Lo sottolinea il Censis nel capitolo del suo rapporto dedicato a welfare e salute. E lo hanno capito bene anche gli italiani che confermano l'apprezzamento per il lavoro di medicie degli infermieri. Ma per assistere bambini e anziani amici e parenti restano essenziali. IL CAPITOLO SALUTE DEL RAPPORTO.

“Concentrati su risorse monetarie e tecnologiche, troppo poco si considera che la sanità italiana cammina sulle gambe di oltre 724mila persone, tra le quali oltre 237mila medici, oltre 334mila infermieri, quasi 49mila unità di personale con funzioni riabilitative, oltre 45mila con funzioni tecnico-sanitarie e più di 11mila di vigilanza e ispezione”.
È da questa considerazione che parte il capitolo su Welfare e Salute del  46° Rapporto Censis sulla situazione sociale del Paese. Ma ad essersene accorto non è solo il Censis. Sono anche i cittadini. Infatti il 71,2% degli italiani intervistati, pensando ad una recente esperienza in una struttura sanitaria diversa dallo studio del medico di medicina generale, ha definito gli operatori sanitari gentili e disponibili. Un dato confermato anche sui medici di medicina generale: alla richiesta di esprimere un giudizio con un valore compreso tra 0 e 10, il valore medio indicato dagli italiani è stato pari a 7,7.

Migliora, dunque, il rapporto tra medico e pazienti. Un rapporto basato su una complessa interazione sulla quale gioca una molteplicità di variabili tra le quali la tendenza alla raccolta delle informazioni da parte dei cittadini, definita dal Censis “decisiva”. Quasi il 52% degli utilizzatori del web dichiara che gli capita di verificare la diagnosi e le indicazioni del proprio medico su Internet e il 33% di discutere con il medico stesso i risultati delle proprie ricerche sul web.

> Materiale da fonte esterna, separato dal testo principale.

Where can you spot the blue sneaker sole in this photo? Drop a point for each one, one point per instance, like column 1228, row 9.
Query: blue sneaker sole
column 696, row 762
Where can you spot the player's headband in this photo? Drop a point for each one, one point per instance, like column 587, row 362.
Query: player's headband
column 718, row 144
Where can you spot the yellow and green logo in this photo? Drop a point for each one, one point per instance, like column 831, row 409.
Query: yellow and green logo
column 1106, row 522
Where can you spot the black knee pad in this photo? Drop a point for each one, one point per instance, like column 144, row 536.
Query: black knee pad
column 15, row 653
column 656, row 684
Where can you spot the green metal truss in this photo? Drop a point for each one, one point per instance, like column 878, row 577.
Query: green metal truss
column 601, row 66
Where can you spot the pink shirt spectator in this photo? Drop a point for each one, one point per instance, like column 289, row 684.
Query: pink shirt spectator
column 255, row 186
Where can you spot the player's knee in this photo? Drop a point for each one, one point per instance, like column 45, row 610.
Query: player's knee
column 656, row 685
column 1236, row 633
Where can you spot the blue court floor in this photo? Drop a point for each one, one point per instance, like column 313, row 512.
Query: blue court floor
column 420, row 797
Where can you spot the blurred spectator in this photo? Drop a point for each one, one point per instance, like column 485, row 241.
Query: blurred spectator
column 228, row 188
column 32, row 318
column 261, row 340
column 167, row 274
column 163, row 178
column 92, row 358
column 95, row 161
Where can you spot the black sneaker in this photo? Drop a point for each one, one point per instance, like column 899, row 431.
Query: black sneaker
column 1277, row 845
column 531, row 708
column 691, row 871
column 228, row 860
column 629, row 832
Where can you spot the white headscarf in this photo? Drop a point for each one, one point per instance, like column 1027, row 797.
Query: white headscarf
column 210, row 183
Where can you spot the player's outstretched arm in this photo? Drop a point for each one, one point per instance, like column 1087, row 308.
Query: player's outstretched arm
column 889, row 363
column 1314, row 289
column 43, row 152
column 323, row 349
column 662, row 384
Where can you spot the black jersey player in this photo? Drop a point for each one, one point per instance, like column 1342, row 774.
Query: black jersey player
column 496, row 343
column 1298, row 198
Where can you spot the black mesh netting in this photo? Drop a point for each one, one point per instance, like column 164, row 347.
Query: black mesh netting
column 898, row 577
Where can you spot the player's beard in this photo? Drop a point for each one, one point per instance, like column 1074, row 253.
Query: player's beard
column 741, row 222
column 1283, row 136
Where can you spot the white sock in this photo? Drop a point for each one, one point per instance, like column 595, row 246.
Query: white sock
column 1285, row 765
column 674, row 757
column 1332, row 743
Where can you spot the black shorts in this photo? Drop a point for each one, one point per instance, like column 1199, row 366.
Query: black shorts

Altri protagonisti del fattore umano in sanità sono gli infermieri; tra i cittadini entrati in contatto con essi nell’ultimo anno, oltre il 75% esprime un giudizio positivo, e tale quota rimane elevata in modo trasversale al corpo sociale e alle aree geografiche. La positiva visione che degli operatori sanitari hanno i cittadini si riflette anche in una percezione sociale che le rende professioni attraenti; infatti, oggi volere fare l’infermiere è per gli italiani una scelta giusta: per il 76,6% perché è una professione con un alto valore sociale e di aiuto verso gli altri, ma per il 47% circa anche perché consente di trovare facilmente un’occupazione.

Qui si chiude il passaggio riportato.